Ari haussa les épaules.
— Alors, c'est quoi, ce fichier ?
Le Suisse récupéra l'ordinateur ultra-portable dans
sa sacoche.
— J'en sais rien. Je ne connais pas cette
terminaison. Mais c'est un fichier volumineux, ça ne peut pas être
du texte. C'est de l'image, de la vidéo, ou du son.

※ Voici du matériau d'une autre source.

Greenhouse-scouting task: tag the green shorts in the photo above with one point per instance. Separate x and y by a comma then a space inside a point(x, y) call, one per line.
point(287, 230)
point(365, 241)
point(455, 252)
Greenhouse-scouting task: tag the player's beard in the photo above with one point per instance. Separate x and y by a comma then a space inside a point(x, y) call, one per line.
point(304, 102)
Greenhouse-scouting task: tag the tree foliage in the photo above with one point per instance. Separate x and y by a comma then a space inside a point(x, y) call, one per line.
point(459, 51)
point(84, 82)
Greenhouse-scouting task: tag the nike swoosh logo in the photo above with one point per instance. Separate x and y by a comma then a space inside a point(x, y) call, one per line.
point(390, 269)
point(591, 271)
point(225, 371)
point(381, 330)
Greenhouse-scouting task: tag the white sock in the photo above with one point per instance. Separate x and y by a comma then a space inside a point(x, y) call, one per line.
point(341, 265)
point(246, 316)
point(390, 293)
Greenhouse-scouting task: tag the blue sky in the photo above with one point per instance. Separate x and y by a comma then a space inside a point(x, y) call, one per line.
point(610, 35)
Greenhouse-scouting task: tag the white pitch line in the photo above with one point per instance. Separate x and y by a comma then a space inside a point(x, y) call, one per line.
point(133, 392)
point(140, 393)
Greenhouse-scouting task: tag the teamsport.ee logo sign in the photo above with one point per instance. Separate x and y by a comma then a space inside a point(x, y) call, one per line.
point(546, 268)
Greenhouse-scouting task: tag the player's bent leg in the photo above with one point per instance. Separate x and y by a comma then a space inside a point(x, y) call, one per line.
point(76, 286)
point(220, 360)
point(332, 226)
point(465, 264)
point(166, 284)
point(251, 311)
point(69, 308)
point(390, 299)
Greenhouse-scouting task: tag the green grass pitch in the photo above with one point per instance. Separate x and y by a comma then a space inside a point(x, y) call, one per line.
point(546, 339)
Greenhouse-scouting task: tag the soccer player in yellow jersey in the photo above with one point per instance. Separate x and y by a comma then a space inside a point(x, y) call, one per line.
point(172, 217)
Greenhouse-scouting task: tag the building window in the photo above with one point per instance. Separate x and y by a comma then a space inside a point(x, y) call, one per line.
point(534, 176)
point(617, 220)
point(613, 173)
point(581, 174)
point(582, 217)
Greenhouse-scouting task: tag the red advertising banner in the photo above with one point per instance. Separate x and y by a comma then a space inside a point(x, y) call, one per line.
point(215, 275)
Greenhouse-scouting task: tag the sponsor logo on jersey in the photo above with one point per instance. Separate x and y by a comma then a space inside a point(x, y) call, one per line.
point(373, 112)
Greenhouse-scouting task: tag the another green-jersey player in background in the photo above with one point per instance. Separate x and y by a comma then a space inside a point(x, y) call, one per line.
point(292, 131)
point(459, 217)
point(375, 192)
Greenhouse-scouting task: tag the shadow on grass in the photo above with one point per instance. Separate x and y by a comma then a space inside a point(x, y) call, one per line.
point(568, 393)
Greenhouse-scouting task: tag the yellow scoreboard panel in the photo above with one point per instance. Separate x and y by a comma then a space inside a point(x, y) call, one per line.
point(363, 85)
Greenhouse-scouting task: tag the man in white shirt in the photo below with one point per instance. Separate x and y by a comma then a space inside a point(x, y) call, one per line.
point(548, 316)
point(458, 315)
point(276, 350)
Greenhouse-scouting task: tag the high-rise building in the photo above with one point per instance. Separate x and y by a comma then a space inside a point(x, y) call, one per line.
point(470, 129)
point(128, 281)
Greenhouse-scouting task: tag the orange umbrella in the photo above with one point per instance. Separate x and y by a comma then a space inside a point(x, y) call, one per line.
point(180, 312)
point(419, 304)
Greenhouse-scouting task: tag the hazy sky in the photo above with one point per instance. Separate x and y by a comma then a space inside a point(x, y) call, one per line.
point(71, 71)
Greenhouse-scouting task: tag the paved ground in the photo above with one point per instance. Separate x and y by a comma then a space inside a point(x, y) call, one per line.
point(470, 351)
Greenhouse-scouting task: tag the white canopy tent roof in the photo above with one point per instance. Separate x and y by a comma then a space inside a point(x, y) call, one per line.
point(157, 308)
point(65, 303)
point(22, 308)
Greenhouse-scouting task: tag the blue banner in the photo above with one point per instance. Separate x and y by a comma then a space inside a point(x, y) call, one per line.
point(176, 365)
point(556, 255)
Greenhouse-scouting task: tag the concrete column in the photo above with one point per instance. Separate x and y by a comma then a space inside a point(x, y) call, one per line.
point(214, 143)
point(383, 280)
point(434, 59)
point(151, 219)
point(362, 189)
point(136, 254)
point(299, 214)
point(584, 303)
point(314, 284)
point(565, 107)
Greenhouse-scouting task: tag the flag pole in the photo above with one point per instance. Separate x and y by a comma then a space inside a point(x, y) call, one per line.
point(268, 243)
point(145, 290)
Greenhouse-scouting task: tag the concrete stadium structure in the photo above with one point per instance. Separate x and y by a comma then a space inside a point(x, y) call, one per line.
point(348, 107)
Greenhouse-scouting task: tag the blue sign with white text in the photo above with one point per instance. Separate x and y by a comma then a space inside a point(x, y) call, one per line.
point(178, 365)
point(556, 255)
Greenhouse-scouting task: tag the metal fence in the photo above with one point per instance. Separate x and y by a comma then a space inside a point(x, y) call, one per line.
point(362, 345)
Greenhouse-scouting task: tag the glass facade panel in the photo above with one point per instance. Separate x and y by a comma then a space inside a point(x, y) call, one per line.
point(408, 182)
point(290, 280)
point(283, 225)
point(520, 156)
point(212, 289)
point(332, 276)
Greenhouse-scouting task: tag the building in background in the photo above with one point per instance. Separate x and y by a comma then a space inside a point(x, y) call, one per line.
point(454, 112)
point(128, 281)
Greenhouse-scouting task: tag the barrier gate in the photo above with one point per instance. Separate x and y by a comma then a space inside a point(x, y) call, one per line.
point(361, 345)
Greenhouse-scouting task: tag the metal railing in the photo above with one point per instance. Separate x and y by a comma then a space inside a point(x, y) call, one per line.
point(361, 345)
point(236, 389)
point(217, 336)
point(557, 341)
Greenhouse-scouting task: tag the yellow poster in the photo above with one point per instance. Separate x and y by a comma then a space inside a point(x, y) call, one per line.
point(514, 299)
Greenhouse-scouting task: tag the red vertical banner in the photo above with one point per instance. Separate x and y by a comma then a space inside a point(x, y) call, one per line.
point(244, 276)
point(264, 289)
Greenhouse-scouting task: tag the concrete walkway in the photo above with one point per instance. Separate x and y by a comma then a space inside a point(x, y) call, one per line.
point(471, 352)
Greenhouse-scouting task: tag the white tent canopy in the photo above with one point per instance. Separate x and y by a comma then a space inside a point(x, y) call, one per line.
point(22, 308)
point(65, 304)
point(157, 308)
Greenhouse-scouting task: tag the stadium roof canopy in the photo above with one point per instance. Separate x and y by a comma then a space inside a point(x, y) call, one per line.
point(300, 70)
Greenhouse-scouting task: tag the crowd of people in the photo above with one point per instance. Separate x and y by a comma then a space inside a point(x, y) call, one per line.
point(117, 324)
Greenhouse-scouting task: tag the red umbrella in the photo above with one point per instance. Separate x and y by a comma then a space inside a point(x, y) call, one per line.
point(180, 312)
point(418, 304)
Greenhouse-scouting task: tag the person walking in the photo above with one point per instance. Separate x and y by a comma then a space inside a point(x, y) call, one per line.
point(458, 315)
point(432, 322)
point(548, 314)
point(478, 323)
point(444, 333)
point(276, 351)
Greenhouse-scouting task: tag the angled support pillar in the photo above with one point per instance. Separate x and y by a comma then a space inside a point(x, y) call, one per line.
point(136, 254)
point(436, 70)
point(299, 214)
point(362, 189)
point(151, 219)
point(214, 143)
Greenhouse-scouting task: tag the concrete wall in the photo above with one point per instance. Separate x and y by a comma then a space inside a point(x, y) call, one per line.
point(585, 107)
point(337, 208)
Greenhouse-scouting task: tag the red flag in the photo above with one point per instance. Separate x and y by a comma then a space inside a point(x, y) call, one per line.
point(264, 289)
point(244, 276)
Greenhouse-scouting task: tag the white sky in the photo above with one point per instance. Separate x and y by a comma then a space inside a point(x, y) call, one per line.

— Tu ne peux pas l'ouvrir ?
— Non. Mais je peux essayer de le
convertir.
Malençon alluma l'ordinateur et effectua quelques
manipulations. Il essaya différentes méthodes, puis finalement, il
releva la tête vers Ari avec un sourire satisfait.
— Voilà…
— Ça a marché ?
— Oui.
— C'est quoi alors ?
— C'est l'enregistrement d'une conversation
qui s'est tenue il y a un mois sur un logiciel de
communication.
— Comment ça ?
— Certains logiciels permettent d'archiver les
conversations sous forme de fichier. Sandrine Monney a visiblement
estimé nécessaire de conserver cet échange dans le répertoire
Projet Rubedo.
— OK. Mais c'est une conversation entre qui et
qui ?
— Comment veux-tu que je le sache ?
— On peut l'écouter ?
— Donne-moi ton téléphone.
Ari fronça les sourcils.
— Pour quoi faire ?
— Tu veux l'écouter, cette conversation, oui
ou merde ?
— Oui.
— Alors donne-moi ton téléphone ! répéta
le Suisse.
Ari sortit son GSM de sa poche sous le regard
moqueur de Jérôme.
— Pfff. Qu'est-ce que tu fais avec un vieux
coucou comme ça ?
Mackenzie haussa les épaules.
— Il me permet de téléphoner. Je lui en
demande pas plus.
Le Suisse récupéra la carte mémoire du téléphone et
l'inséra dans son ordinateur. Il copia le fichier et rendit le tout
à Ari.
— Voilà. Le fichier est dans ton téléphone, à
présent. Avec un casque, tu pourras l'écouter tranquillement. Et
maintenant, dégage.
— Tu me vires ?
— Oui, Ari. On a déjà enfreint assez de lois
comme ça ce soir, j'ai pas particulièrement envie qu'on nous voie
ensemble. Estime-toi heureux que je te laisse repartir avec ça.
Allez, dégage.
Mackenzie lui donna une tape amicale sur l'épaule
et sortit rapidement du véhicule.
3-
Réseau italien de « stay-behind »,
structure clandestine de l'OTAN, créée après la Seconde Guerre
mondiale par la CIA et le MI5 pour parer à une menace d'invasion
soviétique. Plusieurs armées secrètes auraient ainsi été créées en
Europe, comme l'a révélé publiquement le Premier ministre italien
Giulio Andreotti le 24 octobre 1990. La cellule italienne est
notamment soupçonnée d'implication dans les différentes actions
violentes des années de plomb italiennes.